HEY !  MacAddict issue 69 is not bad!  good networking article. And a free sound app.  And they said Adobe InDesign is better than Quark X-Press. AHAHAHAH. good job MacAddict.  I hope Quark dies.


----------



## vic (Apr 8, 2002)

nummi, you are wrong, or macaddict is wrong, quark is better than indesign. indesign is ms office of layout apps, bloated and slow. try quark in os 9 and indesign in os 9 and you will see what i mean, quark is a smooth ride, indesign is moneyware.


----------



## Nummi_G4 (Apr 17, 2002)

> _Originally posted by vic _
> *nummi, you are wrong, or macaddict is wrong, quark is better than indesign. indesign is ms office of layout apps, bloated and slow. try quark in os 9 and indesign in os 9 and you will see what i mean, quark is a smooth ride, indesign is moneyware. *



  I have XPress 4.0.  I do not think I will get 5.0  It is not out for OS X.  that is what I want now.  It is time to leave OS9.  Right now... I think XPress is better than Indesign.  But I want Adobe to come out on top.


----------



## vic (Apr 17, 2002)

no you don;t u dont want adobe to come on top, not when they will charge you 500+ dollars for their products.. oh wait... nevermind - admit it adobe has a monopoly in the graphics industry and they are slowly but surely startng to price thei products acordingly.


----------



## Nummi_G4 (Apr 18, 2002)

XPRESS COSTS MORE than InDesign. !They do not have a monopoly... Macromedia has a huge market share.


----------



## vic (Apr 18, 2002)

macromedia is web adobe is print. two diffenet markets. quark costs a lot, but if quark dies, which is what some people have sid they wished around her, the adobe will start chargin as much. they just need converts now. see so indesigns price is low because of compewtition, so you should with for even more companies to come up with good publishing products. then prices wil be even lower. makes sense?


----------



## Nummi_G4 (Apr 18, 2002)

Yes... you do make sense.

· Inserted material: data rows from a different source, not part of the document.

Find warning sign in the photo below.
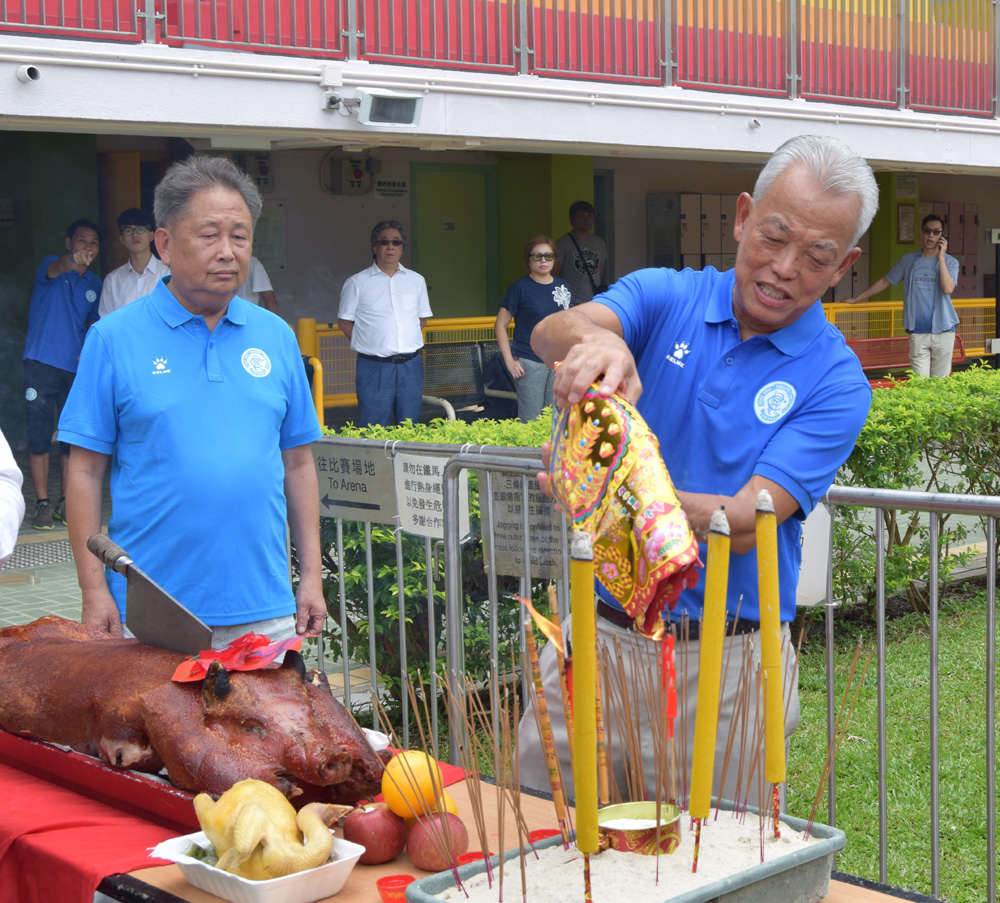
[393,452,469,539]
[479,473,564,580]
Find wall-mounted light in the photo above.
[323,88,424,129]
[14,66,42,85]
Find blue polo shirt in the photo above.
[59,277,321,625]
[24,254,101,373]
[597,267,871,621]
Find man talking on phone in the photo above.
[846,213,958,376]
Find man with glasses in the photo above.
[552,201,608,304]
[337,220,431,426]
[846,213,958,376]
[98,207,170,317]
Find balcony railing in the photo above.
[0,0,998,117]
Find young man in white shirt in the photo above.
[98,207,170,317]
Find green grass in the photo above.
[788,592,1000,903]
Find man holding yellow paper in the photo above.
[519,135,878,802]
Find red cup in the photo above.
[375,875,417,903]
[528,828,562,843]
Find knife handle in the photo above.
[87,533,132,575]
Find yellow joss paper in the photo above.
[549,385,698,634]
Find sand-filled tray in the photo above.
[406,811,846,903]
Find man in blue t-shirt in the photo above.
[59,154,326,648]
[845,213,958,376]
[22,219,101,530]
[518,135,878,804]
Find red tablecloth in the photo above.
[0,762,465,903]
[0,764,177,903]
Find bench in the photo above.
[847,335,965,389]
[421,342,517,420]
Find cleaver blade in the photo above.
[87,533,212,655]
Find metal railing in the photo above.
[314,438,1000,903]
[826,486,1000,903]
[295,317,504,408]
[0,0,998,116]
[823,298,996,357]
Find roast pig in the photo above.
[0,617,383,803]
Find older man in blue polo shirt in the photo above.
[519,135,878,801]
[59,155,326,646]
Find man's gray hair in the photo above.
[153,154,264,229]
[753,135,878,247]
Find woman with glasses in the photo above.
[494,235,572,423]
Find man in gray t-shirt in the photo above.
[552,201,608,305]
[847,213,958,376]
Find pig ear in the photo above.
[201,659,233,709]
[281,649,306,681]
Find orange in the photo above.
[382,750,443,818]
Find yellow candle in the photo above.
[689,508,729,818]
[756,489,785,784]
[569,530,598,853]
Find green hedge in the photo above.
[321,410,551,723]
[834,366,1000,610]
[322,367,1000,702]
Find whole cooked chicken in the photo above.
[194,779,351,881]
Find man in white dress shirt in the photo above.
[97,207,170,317]
[337,220,431,426]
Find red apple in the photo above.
[344,803,406,865]
[406,812,469,872]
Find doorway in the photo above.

I just wish the evil suits (business men) were not in control of Adobe.... or any company.


----------



## ebolag4 (Apr 18, 2002)

I personally like MacAddict, here are my reasons why.

1. The CD.

2. They write on the level of the intermediate and beginner user. Most who subscribe to the magazine are not "power users" like most of us.

3. They write about many things I already know, but sometimes they write about something that is new to me, and it peaks my interest. Many times I have become aware of something because it was featured in an article.

4. It brings variety to the Mac publishing world. (As previously mentioned.)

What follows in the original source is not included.